Grandma has been gone for twenty years. I've learned to bake bread in different ways. I've learned to make sourdough bread from a starter that can be refrigerated, frozen, and DRIED! If you stir about a cup and a quarter into three cups of flour, add a little water and it will begin to spread and rise. I don't have to knead it. Every hour I simply fold it over four times and let it rest again for another hour. I do this four times and let it rest a complete seven hours from the beginning. This longer rise time allows the WILD yeast to consume many of the carbs that regular bread contains, thereby giving me healthier bread.
When Jesus told the story of hiding leaven in three measures of meal there was no fast acting yeast. These are modern inventions supposedly to make bread faster, but the kneading is a real workout for the baker and the bread. I think Jesus was talking about sourdough. The baker takes the growing sourdough and mixes it into the flour. Finally after seven hours, it's ready to be baked.
The gospel can't be like a package of yeast that is worked into flour and worked and worked and worked. After the shorter rise, it is shoved into the oven. The gospel needs to be well delivered, revisited, and gently turned, never punching it down, but lovingly turned and allowed to incorporate on its on by the Holy Spirit into a person's heart for the complete work. Remember the seven hours — seven — a number of completeness.
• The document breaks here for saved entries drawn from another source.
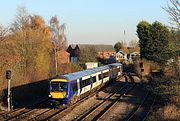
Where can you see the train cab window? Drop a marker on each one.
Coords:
(58, 86)
(100, 76)
(106, 74)
(74, 87)
(94, 79)
(85, 82)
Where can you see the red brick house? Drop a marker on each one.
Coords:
(63, 56)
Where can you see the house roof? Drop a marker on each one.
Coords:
(98, 47)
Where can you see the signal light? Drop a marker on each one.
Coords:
(8, 74)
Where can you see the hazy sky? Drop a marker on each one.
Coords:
(92, 21)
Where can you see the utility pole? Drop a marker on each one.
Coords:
(9, 98)
(124, 42)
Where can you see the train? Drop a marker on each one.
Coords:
(69, 88)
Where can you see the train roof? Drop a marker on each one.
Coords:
(115, 64)
(77, 75)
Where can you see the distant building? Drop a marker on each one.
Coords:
(63, 56)
(120, 56)
(103, 51)
(74, 53)
(90, 65)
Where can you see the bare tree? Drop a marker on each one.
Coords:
(3, 32)
(173, 9)
(58, 36)
(22, 19)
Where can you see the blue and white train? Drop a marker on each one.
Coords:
(69, 88)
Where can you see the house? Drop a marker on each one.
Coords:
(103, 51)
(74, 53)
(121, 56)
(63, 56)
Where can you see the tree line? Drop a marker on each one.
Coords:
(27, 47)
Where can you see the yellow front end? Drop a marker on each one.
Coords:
(58, 95)
(58, 88)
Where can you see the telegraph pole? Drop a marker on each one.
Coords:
(9, 99)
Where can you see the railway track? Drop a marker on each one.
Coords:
(64, 112)
(98, 110)
(41, 111)
(22, 111)
(141, 112)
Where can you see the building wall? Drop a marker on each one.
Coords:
(63, 56)
(106, 54)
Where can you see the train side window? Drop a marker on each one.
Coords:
(94, 79)
(106, 74)
(85, 82)
(74, 87)
(100, 76)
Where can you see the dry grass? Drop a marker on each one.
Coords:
(171, 112)
(167, 113)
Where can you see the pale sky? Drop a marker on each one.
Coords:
(91, 21)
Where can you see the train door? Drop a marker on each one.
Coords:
(78, 85)
(91, 81)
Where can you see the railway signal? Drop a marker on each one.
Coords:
(9, 99)
(142, 70)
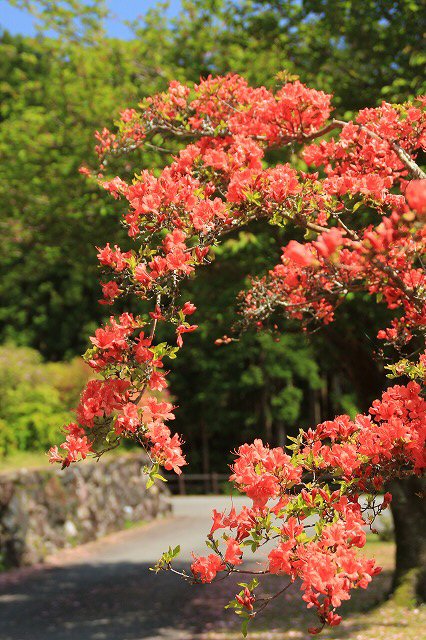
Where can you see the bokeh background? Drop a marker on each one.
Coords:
(67, 69)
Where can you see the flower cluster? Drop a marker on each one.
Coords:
(317, 530)
(362, 214)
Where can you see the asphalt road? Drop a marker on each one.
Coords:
(104, 590)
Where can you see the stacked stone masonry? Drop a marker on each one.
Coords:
(42, 511)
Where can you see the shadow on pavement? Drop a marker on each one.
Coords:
(117, 601)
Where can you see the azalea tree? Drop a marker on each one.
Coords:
(356, 202)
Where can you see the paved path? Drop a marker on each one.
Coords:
(104, 591)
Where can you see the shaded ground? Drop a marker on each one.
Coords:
(104, 591)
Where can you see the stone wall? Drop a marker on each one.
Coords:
(44, 510)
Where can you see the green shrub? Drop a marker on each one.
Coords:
(36, 398)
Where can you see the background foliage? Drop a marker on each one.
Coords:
(56, 90)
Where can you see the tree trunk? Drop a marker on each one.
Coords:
(205, 452)
(409, 515)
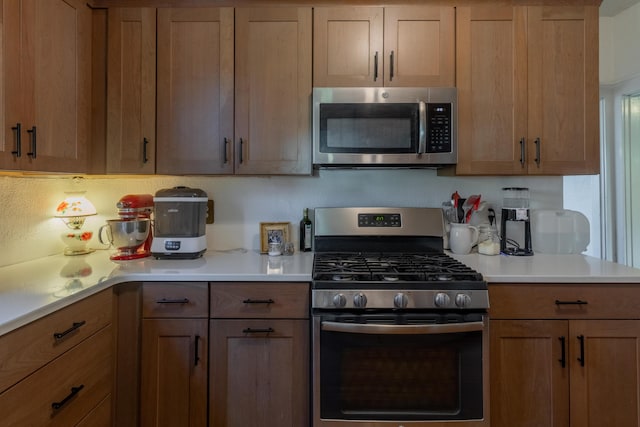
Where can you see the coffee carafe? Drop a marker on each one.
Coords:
(515, 222)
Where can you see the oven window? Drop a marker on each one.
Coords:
(369, 128)
(401, 377)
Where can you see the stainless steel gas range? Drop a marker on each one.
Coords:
(399, 327)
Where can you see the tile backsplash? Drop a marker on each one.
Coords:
(28, 229)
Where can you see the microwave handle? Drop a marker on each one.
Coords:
(422, 133)
(386, 329)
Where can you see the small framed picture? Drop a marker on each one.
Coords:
(273, 232)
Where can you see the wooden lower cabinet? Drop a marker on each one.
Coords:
(174, 372)
(578, 365)
(259, 355)
(65, 390)
(259, 374)
(174, 356)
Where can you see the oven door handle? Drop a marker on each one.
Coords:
(384, 329)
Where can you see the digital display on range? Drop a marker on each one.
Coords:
(379, 220)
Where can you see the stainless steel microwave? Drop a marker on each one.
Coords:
(384, 127)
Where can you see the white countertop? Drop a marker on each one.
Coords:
(545, 268)
(33, 289)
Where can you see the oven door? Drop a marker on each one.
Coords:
(385, 369)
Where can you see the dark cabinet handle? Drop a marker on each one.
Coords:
(576, 302)
(34, 147)
(258, 301)
(581, 358)
(375, 66)
(197, 359)
(258, 331)
(60, 335)
(18, 129)
(173, 301)
(145, 142)
(74, 391)
(563, 354)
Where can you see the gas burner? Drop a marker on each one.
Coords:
(342, 278)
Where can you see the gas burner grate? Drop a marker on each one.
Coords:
(391, 267)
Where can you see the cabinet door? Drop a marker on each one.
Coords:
(529, 385)
(419, 46)
(273, 91)
(195, 91)
(10, 105)
(174, 372)
(131, 90)
(51, 97)
(492, 90)
(259, 373)
(347, 46)
(563, 135)
(605, 386)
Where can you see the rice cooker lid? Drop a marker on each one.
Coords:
(189, 194)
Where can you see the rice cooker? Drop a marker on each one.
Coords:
(179, 224)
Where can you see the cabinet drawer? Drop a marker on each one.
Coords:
(260, 300)
(175, 299)
(564, 301)
(28, 348)
(77, 381)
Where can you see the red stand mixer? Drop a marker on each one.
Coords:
(134, 207)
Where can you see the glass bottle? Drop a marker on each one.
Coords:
(306, 232)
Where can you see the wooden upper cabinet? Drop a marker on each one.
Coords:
(563, 94)
(195, 91)
(392, 46)
(419, 46)
(131, 90)
(347, 46)
(492, 90)
(47, 79)
(273, 91)
(527, 81)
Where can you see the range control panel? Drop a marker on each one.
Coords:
(379, 220)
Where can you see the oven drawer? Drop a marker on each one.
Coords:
(175, 299)
(564, 301)
(64, 391)
(28, 348)
(260, 300)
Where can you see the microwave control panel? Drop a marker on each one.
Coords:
(439, 128)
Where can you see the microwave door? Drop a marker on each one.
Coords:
(370, 129)
(422, 133)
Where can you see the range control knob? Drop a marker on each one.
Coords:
(463, 300)
(400, 300)
(360, 300)
(441, 299)
(339, 300)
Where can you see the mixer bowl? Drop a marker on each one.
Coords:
(126, 235)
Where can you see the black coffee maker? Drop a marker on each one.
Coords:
(515, 224)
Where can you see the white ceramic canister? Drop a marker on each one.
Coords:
(462, 238)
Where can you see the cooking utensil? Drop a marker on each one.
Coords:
(470, 205)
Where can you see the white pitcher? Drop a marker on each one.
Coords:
(462, 237)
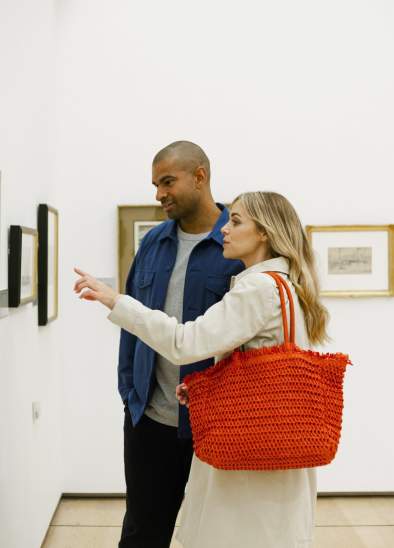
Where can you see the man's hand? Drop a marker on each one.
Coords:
(94, 290)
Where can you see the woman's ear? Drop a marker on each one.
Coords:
(264, 237)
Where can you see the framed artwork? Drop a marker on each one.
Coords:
(354, 261)
(3, 251)
(133, 223)
(48, 263)
(140, 229)
(22, 265)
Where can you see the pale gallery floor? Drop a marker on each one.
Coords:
(342, 522)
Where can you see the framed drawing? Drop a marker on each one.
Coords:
(22, 265)
(140, 229)
(354, 261)
(133, 223)
(48, 261)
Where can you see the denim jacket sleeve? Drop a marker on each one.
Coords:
(126, 348)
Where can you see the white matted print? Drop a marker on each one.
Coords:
(3, 241)
(52, 263)
(354, 260)
(141, 228)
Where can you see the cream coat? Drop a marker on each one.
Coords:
(233, 509)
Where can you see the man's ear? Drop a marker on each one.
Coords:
(201, 176)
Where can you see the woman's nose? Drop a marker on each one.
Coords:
(224, 229)
(160, 194)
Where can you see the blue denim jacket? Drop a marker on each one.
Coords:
(207, 279)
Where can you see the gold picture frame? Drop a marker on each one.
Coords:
(22, 265)
(48, 264)
(133, 222)
(354, 260)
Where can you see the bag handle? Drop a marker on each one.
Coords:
(281, 283)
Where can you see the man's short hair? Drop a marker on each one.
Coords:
(189, 155)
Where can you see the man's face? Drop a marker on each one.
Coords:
(176, 189)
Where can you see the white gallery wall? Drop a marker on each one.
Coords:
(30, 362)
(295, 97)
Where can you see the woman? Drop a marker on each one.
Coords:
(229, 509)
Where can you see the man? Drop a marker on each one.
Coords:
(179, 268)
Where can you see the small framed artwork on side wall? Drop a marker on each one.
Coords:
(48, 263)
(354, 260)
(22, 265)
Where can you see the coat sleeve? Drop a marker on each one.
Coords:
(236, 319)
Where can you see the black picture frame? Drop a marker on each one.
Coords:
(48, 226)
(22, 266)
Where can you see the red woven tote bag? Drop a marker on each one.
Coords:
(269, 409)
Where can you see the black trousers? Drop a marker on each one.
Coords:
(157, 465)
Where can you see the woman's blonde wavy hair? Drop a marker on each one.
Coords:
(274, 215)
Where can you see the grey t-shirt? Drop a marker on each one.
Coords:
(163, 406)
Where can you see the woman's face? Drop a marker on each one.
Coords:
(242, 240)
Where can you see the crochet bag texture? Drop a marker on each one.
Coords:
(271, 408)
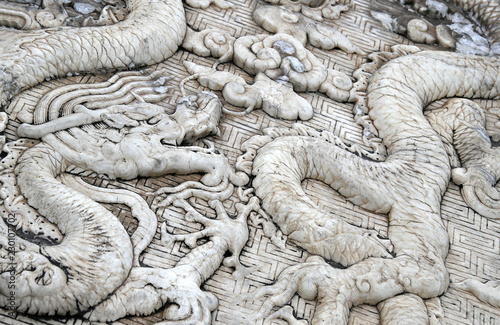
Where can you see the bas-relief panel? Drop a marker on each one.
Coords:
(250, 176)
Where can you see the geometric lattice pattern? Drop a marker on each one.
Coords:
(474, 240)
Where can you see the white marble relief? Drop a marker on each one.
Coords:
(74, 257)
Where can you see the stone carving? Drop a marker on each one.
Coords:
(90, 240)
(121, 129)
(317, 10)
(415, 154)
(281, 20)
(280, 57)
(488, 292)
(29, 58)
(438, 22)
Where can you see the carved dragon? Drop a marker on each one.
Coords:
(408, 186)
(86, 240)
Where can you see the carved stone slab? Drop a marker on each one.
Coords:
(474, 237)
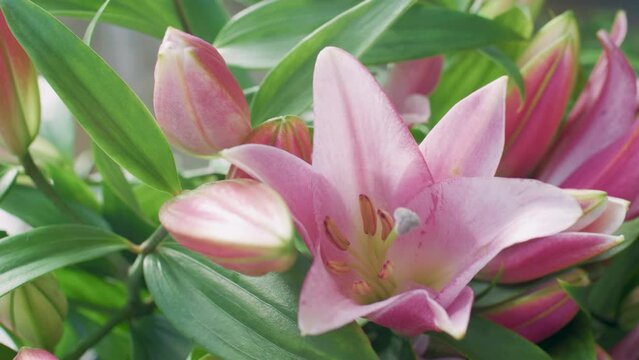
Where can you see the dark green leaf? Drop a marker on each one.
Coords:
(105, 106)
(26, 256)
(155, 339)
(148, 16)
(261, 35)
(234, 316)
(488, 341)
(287, 87)
(573, 342)
(426, 30)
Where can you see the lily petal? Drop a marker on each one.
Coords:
(477, 124)
(290, 176)
(604, 112)
(478, 218)
(540, 257)
(361, 145)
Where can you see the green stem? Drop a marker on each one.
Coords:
(31, 169)
(133, 304)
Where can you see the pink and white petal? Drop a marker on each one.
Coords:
(468, 221)
(611, 219)
(536, 258)
(292, 177)
(604, 112)
(469, 139)
(413, 77)
(361, 144)
(417, 311)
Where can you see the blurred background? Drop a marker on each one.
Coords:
(137, 62)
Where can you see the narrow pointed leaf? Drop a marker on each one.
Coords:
(26, 256)
(113, 116)
(233, 316)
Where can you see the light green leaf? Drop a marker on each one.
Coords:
(287, 87)
(26, 256)
(425, 30)
(261, 35)
(234, 316)
(104, 105)
(148, 16)
(479, 343)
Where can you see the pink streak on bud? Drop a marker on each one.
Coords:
(20, 99)
(240, 224)
(541, 312)
(198, 104)
(26, 353)
(288, 133)
(549, 67)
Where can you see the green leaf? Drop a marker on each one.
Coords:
(113, 116)
(202, 18)
(426, 30)
(234, 316)
(488, 341)
(573, 342)
(287, 87)
(148, 16)
(155, 339)
(28, 255)
(261, 35)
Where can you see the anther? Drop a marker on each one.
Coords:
(361, 287)
(338, 267)
(387, 223)
(368, 215)
(334, 235)
(386, 271)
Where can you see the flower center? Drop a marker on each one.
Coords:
(366, 257)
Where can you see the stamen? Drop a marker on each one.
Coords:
(361, 287)
(338, 267)
(406, 220)
(386, 271)
(387, 223)
(334, 235)
(368, 215)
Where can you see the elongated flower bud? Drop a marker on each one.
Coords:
(240, 224)
(35, 312)
(541, 312)
(26, 353)
(288, 133)
(19, 99)
(549, 66)
(198, 104)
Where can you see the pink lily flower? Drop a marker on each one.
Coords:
(409, 84)
(393, 238)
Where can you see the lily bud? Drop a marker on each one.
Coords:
(540, 312)
(288, 133)
(241, 224)
(198, 104)
(35, 312)
(26, 353)
(20, 100)
(549, 66)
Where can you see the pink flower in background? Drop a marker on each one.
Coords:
(392, 240)
(409, 84)
(198, 103)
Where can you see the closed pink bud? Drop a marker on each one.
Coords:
(549, 66)
(540, 312)
(20, 99)
(288, 133)
(198, 104)
(240, 224)
(26, 353)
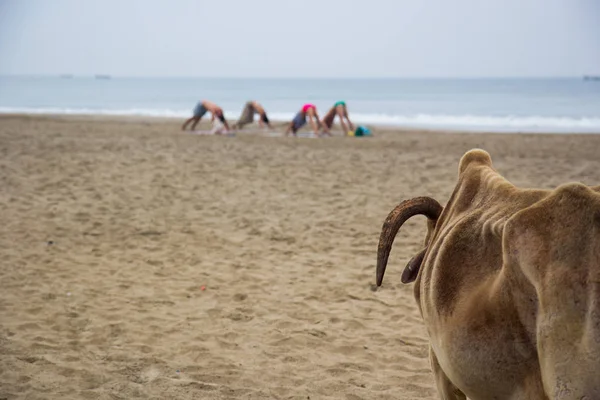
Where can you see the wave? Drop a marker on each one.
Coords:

Scripture says when the fullness of time has come the whole earth will be filled with the knowledge of the Lord. That's what the Lord is waiting on (II Peter 3:9) He's not in a hurry. He wants us to fully understand and our hearts permeated with the gospel so we don't turn away when things aren't perfect, when suffering comes. He wants us fully matured, filled with the gospel, being a witness through thick and thin until the whole earth is filled with the glory of the Lord.
Maybe your family or your Sunday School group would like to experience a more Biblical bread, a healthier bread, a bread of purpose, and remembrance. Enjoy the taste of good bread as we taste and see that the Lord is good as He fulfills His purpose through us filling the whole earth with the glory of the Lord.
Blessings,
Gail
4 comments:
Beautiful analogy, Gail!
A beautiful analogy, Gail.
Deborah, thank you for your encouraging comment.
Jean, thank you for always encouraging me.